The national Black Economic Development Conference (BED-C) met in April of 1969. At the conference, James Forman, a former member of the Black Panther Party, drafted a Black Manifesto. It was poorly received and subsequently laid the groundwork for his expulsion from the League.
[edit] The Executive Board of LRBW
The League of Revolutionary Black Workers were made up of a seven-member executive board consisting of General Baker, John Watson, John Williams, Luke Tripp, Ken Cockrell, Mike Hamlin, and Chuck Wooten. At the beginning of the 70s, and as the League leadership questioned their future, there eventually emerged three defined tendencies about how the League should base its operations.
The first tendency, dubbed by League historian Dan Georgakas as the in-plant tendency, was made up of General Baker and Chuck Wooten. They stressed the League's in-plant organizing because of their limited foundation and because of Baker and Wooten's general pragmatic approach.
The second tendency, made up of Ken Cockrell, John Watson, and Mike Hamlin, dubbed the out-of-plant tendency, put more emphasis on cultural and educational work via the production of films such as Finally Got The News about DRUM, the creation of the Inner City Voice, and John Watson's assumption as editor of the Wayne State University press, The South End.
The third tendency consisted of John Williams and Luke Tripp which mediated between Baker's pragatism towards in-plant organizing and Cockrell's vision of a larger cultural, community, and ideological base which could sustain revolutionary activity at times of low involvement in the plants.
[edit] Black Workers Congress
The beginning of a party split began in 1970 with the creation of the Black Workers Congress, which, while making a strong presence at their initial conference, existed basically as a paper organization and eventually burned out. Many of the Black Workers Congress resigned over ideological differences concerning conceptual frameworks, location of priorities, and social relations. Other problems arose between in-plant organizing, community activism, and the role of intellectuals.

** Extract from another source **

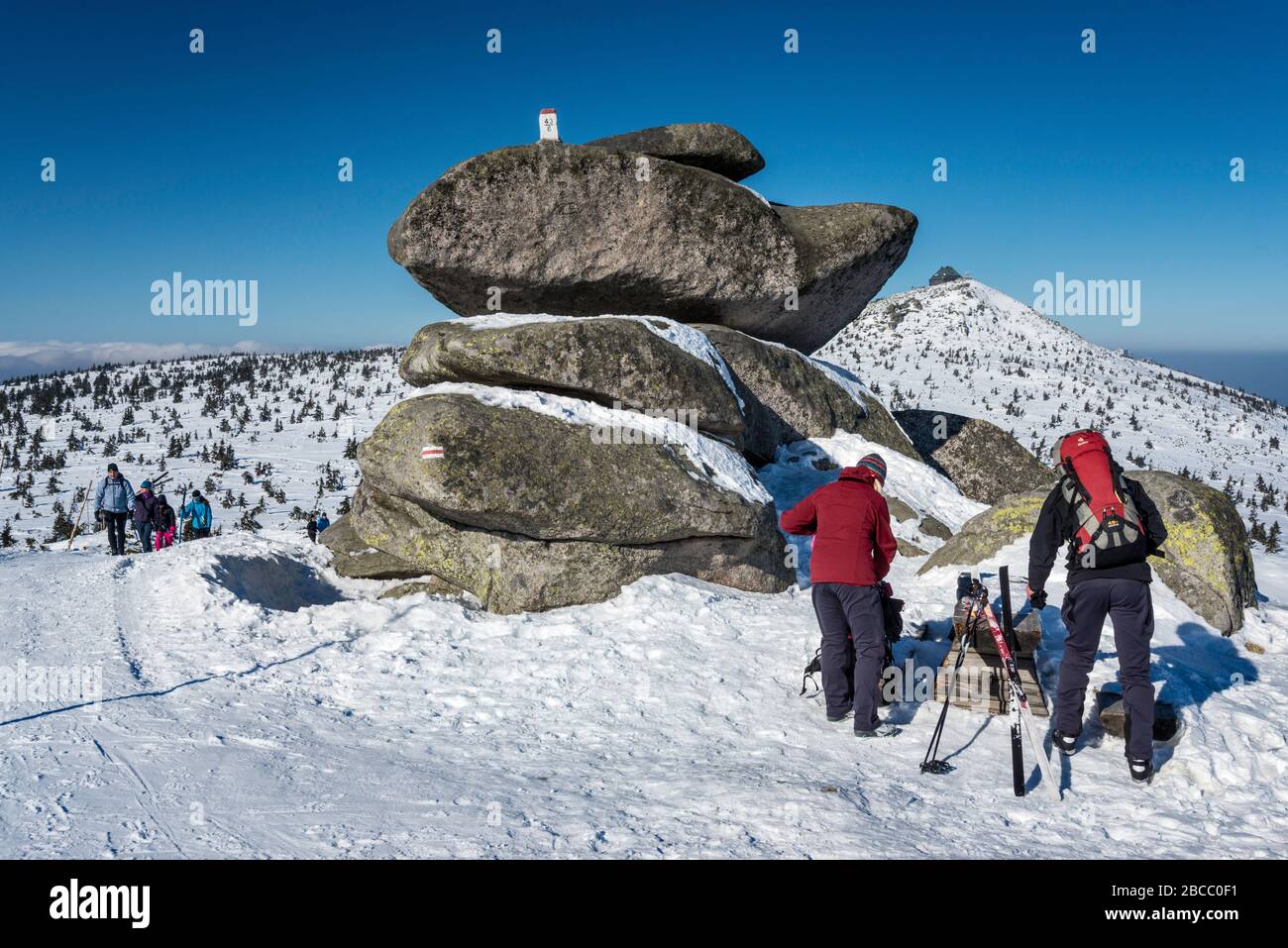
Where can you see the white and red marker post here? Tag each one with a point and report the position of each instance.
(548, 123)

[edit] The Communist League
According to the book "Detroit, I Do Mind Dying" by Dan Georgakas and Marvin Surkin, the split within the Detroit based League of Revolutionary Workers became public on June 12, 1971. "By the first of the year, those who remained in the League were making plans to affiliate what was left of the organization with a group called the Communist League. The League of Revolutionary Black Workers had become history." (page 164).
With the merging of the Communist League and a section of the League of Revolutionary Black Workers, the Communist League acquired a large grouping of black industrial workers familiar with the writings of Marx, Lenin and Mao. Elbaum speculates that the Communist League may have had more blacks, Chicanos and women in its leadership than perhaps any communist group in American history. (page 103)
In Detroit the Communist League formed a working relations with the Motor City Labor League (MCLL), which had also experienced a political split similar to the League of Revolutionary Black Workers, with one section combining with the Communist League in launching itself nationally as the Communist Labor Party in 1974. Interestingly, one section of the MCLL merged with the Communist League and another sector merged with the grouping spilt from the old League of Revolutionary Black Workers (LRBW). The former was expressed as activists like the anti-war veteran Frank Joyce and the later by Shelia Murphy who would later win numerous elections as Councilperson in Detroit and marry Kenneth Cockrel, a leader of the faction within the LRBW than did not join the Communist League.
The Communist League and then the Communist Labor Party viewed its distinguishing political and theoretical feature as its presentation of what it called "The Negro National Colonial Question," by Nelson Peery, first edition published by the Communist League, 1972. In 1976 and again in 1978 the Communist Labor Party conducted "Vote Communist" campaigns running General Baker Jr. for State Representative in the Michigan House. They continued to work with the CPUSA, while opposing much of their ideology, until 1993 when they disbanded and refounded their group as the League of Revolutionaries for a New America.